O Ladino não era especialista no assunto, mas ouvira falar sobre Giactutru quando criança, nas festividades em que os bardos tocavam por alguns trocados em Doomlore.
Também ouvira sobre a fabulosa casa feita de chocolate de Madame Tulma e o Mímico gigante que se disfarça de navio nas tempestades. Acreditava nessas coisas com o mesmo afinco que acreditava poder andar sobre as águas se quisesse.
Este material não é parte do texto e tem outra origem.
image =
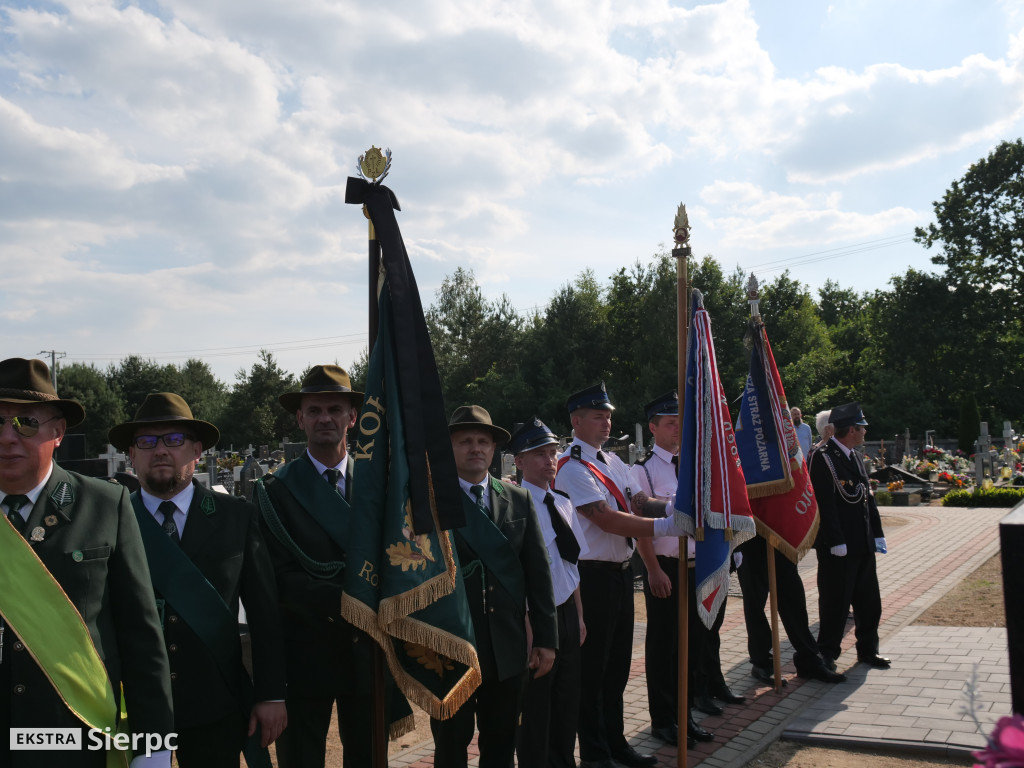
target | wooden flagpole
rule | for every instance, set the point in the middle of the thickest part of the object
(681, 253)
(374, 167)
(753, 299)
O cavaleiro lhe olhou de soslaio, e Razarthan percebendo, virou o rosto na direção oposta a sua vista para disfarçar sua descrença. O velho parecia tentar sondar o coração do ladino o tempo todo, mas você sabe.
Ele era Razarthan, o sem coração. Tentou desconversar.
— Nunca ouvi falar de ruínas nessas paisagens, nem vilas, nem garimpos e nada. Só os cristais vermelhos e os pobres coitados que se tornaram bestas carmesins, por consumir cristal demais. _ O velho ergueu uma sobrancelha ao ouvir isso.
— Em se tratando do cristal, qualquer dose é demais, meu jovem. _ Retrucou.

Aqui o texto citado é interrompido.